3. Así como una torre es una atalaya para descubrir los movimientos del enemigo, así en la vida contemplativa miramos hacia las asechanzas de nuestro adversario, y sobre el bien y el mal guardados en el futuro.

4. Como la torre es protección para los que en ella habitan, así la vida de religión es defensa contra el mundo, la carne y el diablo, y depósito seguro de los frutos de las buenas obras. Así está escrito, Cantares de los Cantares 4:4 , 'Tu cuello es como la torre de David,... de la cual cuelgan mil paveses', es decir , los paveses de santos votos, santos ejemplos y santas observancias.

5. Así como cada uno debe calcular el costo antes de comenzar a construir una torre, así se le da un año al novicio para que pruebe su aptitud para la vida religiosa. hacia abajo como desde una torre elevada sobre el mundo que yace debajo, y lo considera sin valor".
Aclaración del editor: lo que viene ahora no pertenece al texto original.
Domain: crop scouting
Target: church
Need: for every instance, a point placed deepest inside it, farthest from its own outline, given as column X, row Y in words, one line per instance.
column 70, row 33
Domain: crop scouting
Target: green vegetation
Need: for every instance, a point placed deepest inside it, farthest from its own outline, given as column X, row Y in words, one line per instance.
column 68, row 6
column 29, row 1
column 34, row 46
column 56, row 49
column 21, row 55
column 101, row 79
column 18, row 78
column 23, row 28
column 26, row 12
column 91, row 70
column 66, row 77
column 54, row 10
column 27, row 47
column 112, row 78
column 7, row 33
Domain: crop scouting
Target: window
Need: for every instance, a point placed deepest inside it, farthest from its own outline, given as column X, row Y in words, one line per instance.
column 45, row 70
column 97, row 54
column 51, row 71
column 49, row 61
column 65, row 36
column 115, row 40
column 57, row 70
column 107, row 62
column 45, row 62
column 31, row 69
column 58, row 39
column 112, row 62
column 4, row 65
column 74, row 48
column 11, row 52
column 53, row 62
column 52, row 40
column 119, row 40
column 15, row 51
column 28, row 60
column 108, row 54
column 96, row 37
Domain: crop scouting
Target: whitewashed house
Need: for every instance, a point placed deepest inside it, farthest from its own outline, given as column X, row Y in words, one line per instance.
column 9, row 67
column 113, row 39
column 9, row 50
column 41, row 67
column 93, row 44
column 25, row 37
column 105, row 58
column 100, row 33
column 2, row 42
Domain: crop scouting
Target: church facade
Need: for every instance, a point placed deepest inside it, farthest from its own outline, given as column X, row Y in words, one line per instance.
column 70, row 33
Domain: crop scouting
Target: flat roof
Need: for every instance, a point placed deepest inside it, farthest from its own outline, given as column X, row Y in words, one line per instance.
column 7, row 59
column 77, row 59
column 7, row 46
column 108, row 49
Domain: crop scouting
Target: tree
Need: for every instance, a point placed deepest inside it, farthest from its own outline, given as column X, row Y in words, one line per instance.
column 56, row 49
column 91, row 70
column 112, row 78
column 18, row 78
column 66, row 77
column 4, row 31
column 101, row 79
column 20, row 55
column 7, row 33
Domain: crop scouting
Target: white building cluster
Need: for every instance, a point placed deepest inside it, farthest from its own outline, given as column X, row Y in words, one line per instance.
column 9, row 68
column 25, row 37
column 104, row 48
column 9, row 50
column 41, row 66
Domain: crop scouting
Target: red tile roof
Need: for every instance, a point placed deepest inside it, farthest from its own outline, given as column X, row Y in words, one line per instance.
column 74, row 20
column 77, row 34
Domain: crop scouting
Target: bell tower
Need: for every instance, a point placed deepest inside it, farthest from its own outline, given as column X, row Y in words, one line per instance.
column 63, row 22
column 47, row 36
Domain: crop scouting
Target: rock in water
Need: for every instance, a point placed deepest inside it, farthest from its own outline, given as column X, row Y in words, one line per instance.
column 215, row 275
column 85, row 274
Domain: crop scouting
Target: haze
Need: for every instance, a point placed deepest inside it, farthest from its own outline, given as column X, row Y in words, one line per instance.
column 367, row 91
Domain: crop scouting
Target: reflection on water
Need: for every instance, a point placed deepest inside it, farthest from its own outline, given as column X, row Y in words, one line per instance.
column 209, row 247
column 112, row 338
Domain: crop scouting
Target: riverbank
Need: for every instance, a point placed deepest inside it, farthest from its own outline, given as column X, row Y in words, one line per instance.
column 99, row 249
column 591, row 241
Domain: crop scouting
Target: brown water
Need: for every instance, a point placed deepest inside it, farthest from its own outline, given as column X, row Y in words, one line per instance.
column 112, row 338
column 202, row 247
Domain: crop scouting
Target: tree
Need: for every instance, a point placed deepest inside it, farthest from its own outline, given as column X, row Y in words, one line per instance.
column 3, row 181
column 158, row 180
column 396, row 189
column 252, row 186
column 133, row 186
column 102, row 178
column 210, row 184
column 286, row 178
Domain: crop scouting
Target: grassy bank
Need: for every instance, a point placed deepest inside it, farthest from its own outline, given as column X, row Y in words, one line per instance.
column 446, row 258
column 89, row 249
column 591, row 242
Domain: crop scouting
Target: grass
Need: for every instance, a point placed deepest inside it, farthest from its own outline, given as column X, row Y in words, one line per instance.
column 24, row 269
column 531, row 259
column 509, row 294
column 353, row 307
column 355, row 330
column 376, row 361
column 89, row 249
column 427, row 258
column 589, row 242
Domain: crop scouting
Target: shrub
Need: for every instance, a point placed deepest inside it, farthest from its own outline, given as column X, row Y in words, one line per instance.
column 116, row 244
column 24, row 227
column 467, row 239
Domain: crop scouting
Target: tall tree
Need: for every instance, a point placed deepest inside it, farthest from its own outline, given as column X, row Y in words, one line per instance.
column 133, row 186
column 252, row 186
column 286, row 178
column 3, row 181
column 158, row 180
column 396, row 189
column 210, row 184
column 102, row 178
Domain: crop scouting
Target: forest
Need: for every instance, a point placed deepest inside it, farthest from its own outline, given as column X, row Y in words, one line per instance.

Así S. Crisóstomo ( hom . 15 ad. Pop .), dice: "Así como a los que miran hacia atrás desde las cimas de las montañas más altas, no sólo los hombres y los árboles, sino incluso ciudades enteras parecen pequeños, y grandes ejércitos parecen estar arrastrándose por todas partes". como las hormigas, a aquellos cuyas mentes se elevan por la constante contemplación de las cosas celestiales, todos los asuntos humanos, el poder, la gloria, las riquezas y demás, les parecen diminutos y sin valor: indignos de la grandeza del alma inmortal".

Escuche también el lamento de S. Gregorio, cuando fue llamado de una orden religiosa para ser el Papa: "Sin buscar nada, en este mundo, y sin temer nada, parecía estar parado en cierta eminencia, de modo que pensé que el promesa de Dios: "Sobre las alturas de la tierra te haré subir" (Isaías 58:14), casi se había cumplido en mí. Porque sobre las alturas de la tierra cabalga el que menosprecia y pisa bajo los pies todo lo que este mundo tiene por grande y glorioso.

Pero repentinamente arrojado de esta eminencia, y sumergido en el torbellino de la tentación, he sido presa del terror y del espanto, porque aunque nada temo por mí mismo, temo mucho por los que están a mi cargo" ( Lib. 1, epist 5 y 6).